Apakah kau pernah mendengar makhluk cahaya Alam mimpi ?

"Tidak banyak yang aku tahu tentang makhluk cahaya" jawab Barli 

"Makhluk Cahaya adalah makhluk yang diperintahkan oleh MAHA SEGALA dengan tugasnya masing-masing"

"Mereka mempunyai keahlian diatas rata-rata" 

"Mereka dicipta untuk patuh dan pencapaiannya yang suci "

"Dan akulah yang ditugaskan oleh makhluk cahaya sebagai peranti tugas mereka" 

"Aku ditugaskan oleh makhluk cahaya untuk membuat alunan musik merdu sebagai penghantar ruh saat dipisah dari jasad para makhluk nyata,

Irama ini ku buat dan dikhususkan untuk makhluk yang selalu berbuat baik...agar mereka tidak terlalu merasakan pedih dan sakitnya disaat ruh dan jasadnya dipisahkan 

"Apakah semua melodi dan iramanya sama?" ... tanyaku 

"Tidak barli... Biasanya di awal kosmik berganti, makhluk cahaya itu akan datang kepadaku"... 

Bilamana ia datang kepadaku ia memberikan tugas kepadaku dengan membawa catatan nama nama makhluk hidup yang akan dipisahkan ruh terhadap jasadnya

Bukan hanya namanya yang tercatat di catatannya tertulis juga karakter dan kebiasaan baiknya yang biasa ia kerjakan di alam nyata 

"Catatannya itu tertulis diatas tulang sulbi seekor gajah betina"  

Kemudian setelah itu, Aku membuat melodi dan iramanya berdasarkan karakter dan nama mereka....

"Ooooo ... Begitu ya kek?" Tanyaku heran

"Apakah makhluk hidupnya hanya manusia saja kek?"

"Tidak barli... Maksud makhluk hidup adalah semua makhluk hidup yg mempunyai ruh... Binatang, tumbuhan, manusia dsb

"Lalu bagaimana dengan makhluk yang berbuat jahat?" Tanyaku

"Apakah mereka juga mendapatkan alunan irama yang indah ini?"

Kakek itu menunduk kembali.... Dan menjawab,

 "Itu bukan tugasku Barli"....

Urusan Ruh adalah bukan urusan makhluk, tetapi ruh adalah urusan MAHA SEGALA, Dan kumohon Barli, untuk tidak bertanya terlalu jauh mengenai Ruh, karena memang benar benar aku tidak mengetahuinya 

"yang aku tau, aku hanya ditugaskan untuk membuat melodi indah untuk menghibur makhluk baik dan taat kepada MAHA SEGALA sebagaimana nanti disaat ruhnya dipisah dari jasadnya yang keluar dengan lembut seperti keluarnya tetesan air dari mulut kantong air." 

Siapakah nama kakek?

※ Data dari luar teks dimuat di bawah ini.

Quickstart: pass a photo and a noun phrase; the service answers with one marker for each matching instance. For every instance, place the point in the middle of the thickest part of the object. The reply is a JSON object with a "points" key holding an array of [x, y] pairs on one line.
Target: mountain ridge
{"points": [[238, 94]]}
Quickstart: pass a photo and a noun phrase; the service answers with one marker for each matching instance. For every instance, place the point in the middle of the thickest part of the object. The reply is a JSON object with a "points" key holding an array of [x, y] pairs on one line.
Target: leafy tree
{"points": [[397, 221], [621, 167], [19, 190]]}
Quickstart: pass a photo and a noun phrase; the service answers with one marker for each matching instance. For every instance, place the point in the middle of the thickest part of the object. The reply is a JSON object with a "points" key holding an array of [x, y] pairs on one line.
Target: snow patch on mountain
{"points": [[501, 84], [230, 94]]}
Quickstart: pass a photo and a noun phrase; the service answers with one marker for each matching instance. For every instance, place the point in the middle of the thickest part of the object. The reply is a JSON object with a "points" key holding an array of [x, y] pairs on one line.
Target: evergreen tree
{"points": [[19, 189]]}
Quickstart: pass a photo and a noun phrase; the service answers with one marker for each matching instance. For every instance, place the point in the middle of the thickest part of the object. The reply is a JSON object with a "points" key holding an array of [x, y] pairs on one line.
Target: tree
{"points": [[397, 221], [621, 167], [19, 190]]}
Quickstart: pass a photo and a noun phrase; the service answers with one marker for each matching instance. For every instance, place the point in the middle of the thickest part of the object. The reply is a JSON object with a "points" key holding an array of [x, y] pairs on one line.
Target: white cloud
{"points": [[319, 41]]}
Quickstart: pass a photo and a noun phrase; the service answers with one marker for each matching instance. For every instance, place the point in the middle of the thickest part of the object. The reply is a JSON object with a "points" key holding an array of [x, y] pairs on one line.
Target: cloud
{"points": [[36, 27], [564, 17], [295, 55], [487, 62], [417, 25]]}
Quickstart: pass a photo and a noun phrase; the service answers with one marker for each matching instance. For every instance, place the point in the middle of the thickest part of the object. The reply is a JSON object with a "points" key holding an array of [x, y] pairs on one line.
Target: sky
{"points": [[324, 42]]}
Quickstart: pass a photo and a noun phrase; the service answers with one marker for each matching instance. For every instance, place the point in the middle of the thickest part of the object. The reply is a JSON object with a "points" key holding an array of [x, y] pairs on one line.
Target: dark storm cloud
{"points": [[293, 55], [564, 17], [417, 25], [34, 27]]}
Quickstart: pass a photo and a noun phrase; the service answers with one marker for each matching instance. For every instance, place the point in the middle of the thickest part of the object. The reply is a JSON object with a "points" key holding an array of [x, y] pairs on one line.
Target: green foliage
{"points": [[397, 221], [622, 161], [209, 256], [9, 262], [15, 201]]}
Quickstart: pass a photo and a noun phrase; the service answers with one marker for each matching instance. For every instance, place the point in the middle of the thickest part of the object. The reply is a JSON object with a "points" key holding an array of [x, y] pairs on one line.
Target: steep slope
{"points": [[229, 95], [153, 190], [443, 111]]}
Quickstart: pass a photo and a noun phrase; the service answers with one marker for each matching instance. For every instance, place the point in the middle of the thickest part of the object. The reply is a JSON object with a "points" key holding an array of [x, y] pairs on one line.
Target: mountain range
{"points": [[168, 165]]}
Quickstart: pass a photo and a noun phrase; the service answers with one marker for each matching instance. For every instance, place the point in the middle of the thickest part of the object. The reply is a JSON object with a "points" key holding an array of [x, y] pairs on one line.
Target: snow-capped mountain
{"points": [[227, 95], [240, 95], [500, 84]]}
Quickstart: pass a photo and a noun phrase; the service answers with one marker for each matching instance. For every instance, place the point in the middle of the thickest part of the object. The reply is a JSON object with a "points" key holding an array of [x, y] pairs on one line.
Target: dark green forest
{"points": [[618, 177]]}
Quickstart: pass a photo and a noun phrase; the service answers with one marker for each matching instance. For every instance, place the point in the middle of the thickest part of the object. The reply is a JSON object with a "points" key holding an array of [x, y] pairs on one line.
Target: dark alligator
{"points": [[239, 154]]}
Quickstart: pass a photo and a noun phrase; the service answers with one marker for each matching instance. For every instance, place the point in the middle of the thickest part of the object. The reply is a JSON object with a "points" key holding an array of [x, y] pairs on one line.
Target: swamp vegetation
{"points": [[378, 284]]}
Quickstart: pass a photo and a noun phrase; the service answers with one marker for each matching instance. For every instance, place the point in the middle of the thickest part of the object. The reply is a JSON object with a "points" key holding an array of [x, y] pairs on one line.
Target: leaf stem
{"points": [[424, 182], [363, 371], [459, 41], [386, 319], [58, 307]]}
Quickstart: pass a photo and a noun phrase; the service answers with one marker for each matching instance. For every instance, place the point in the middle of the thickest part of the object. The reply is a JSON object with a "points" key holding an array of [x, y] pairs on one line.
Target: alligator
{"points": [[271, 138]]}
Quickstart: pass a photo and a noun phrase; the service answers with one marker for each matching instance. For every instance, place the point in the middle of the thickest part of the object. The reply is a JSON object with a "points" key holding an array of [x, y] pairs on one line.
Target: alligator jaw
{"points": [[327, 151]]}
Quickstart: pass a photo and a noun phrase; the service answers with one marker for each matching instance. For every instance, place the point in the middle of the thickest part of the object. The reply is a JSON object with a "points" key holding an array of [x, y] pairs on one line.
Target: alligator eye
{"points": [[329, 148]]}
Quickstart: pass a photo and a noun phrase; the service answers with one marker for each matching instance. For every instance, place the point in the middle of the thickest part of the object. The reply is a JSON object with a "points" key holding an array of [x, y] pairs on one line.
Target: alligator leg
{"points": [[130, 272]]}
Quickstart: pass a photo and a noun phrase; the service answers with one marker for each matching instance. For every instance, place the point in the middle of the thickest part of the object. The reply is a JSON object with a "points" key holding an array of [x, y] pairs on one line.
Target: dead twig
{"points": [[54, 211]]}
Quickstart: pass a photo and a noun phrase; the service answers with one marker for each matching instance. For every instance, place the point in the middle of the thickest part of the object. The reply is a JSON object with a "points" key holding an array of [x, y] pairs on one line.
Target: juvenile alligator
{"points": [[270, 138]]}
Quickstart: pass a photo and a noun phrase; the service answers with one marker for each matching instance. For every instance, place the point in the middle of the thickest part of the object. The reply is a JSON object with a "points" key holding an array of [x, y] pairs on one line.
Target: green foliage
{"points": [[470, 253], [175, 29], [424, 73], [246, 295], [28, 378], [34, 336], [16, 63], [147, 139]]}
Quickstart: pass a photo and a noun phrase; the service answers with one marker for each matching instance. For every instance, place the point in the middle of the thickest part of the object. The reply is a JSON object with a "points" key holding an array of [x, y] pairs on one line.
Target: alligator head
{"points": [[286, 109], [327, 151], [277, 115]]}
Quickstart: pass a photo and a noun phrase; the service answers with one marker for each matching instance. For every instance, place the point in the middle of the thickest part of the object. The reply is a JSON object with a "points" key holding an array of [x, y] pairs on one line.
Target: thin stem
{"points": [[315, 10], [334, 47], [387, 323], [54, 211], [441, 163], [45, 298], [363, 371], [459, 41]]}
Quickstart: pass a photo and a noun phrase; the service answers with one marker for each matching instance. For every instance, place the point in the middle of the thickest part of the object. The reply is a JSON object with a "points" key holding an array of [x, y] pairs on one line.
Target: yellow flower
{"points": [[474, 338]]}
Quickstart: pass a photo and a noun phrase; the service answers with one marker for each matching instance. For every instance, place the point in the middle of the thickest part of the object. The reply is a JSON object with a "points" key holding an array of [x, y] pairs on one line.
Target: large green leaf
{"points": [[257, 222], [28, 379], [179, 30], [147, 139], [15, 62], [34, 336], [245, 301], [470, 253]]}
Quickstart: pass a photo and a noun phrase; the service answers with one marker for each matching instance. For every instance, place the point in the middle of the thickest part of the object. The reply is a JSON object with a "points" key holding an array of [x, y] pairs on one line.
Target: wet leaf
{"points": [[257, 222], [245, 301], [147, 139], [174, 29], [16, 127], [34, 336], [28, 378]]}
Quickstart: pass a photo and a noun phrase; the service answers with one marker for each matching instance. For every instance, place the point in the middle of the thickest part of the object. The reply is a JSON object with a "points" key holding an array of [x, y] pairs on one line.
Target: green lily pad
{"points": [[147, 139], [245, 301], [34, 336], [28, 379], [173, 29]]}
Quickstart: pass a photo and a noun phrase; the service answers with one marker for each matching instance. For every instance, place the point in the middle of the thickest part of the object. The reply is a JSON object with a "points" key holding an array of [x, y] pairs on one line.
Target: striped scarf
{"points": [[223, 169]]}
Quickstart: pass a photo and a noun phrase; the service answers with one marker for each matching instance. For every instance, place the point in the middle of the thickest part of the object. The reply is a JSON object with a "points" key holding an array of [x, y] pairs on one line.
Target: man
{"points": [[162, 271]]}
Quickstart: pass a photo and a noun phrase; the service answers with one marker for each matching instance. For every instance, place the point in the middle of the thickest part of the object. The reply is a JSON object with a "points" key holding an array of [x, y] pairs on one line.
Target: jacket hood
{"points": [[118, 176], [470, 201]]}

Tanyaku

"Namaku adalah Harpaska"

Dahulu aku adalah mentri keindahan dan kerharmonisan alam mimpi, dimana dikala itu raja alam mimpi mempercayaiku sebagai pembuat estetika keindahan melalui melodi, fungsi tatanan melodiku adalah menyuburkan tanah dan menjernihkan air hingga keseimbangan terbangun suasana yang nyaman dan sejahtera di alam mimpi....

"Apakah kakek mengenal raja Bargo?" Tanyaku

Spontan kakek itu terkejut!!! "Darimana kamu tahu nama itu Barli?" ....

"Aku belum pernah bertemu dengannya kek.. Tapi aku berteman dengan anaknya putri Carla"....

Serentak kakek itu membungkukan badanya memberi tanda hormat setelah mendengar nama putri Carla...

"Dimana putri Carla sekarang berada?" Tanya kakek itu...

"Sejauh saat aku berpisah dengannya, putri Carla berada di alam theta 1", 

"Bagaimana ia bisa memasuki alam mimpi ??' tanya Harpaska kepadaku

"Aku belum tau pasti, tetapi ia pernah mengatakan bahwa aku adalah kunci untuk menuju semua gerbang alam mimpi"

"Ia ingin mencari ayahnya raja Bargo yang katanya berada di alam theta 7"

 "Sementara gerbang alam theta 7 sudah tidak diketahui keberadaannya."..

"Apakah kakek bisa memberikan informasi tentang keberadaan alam theta 7?"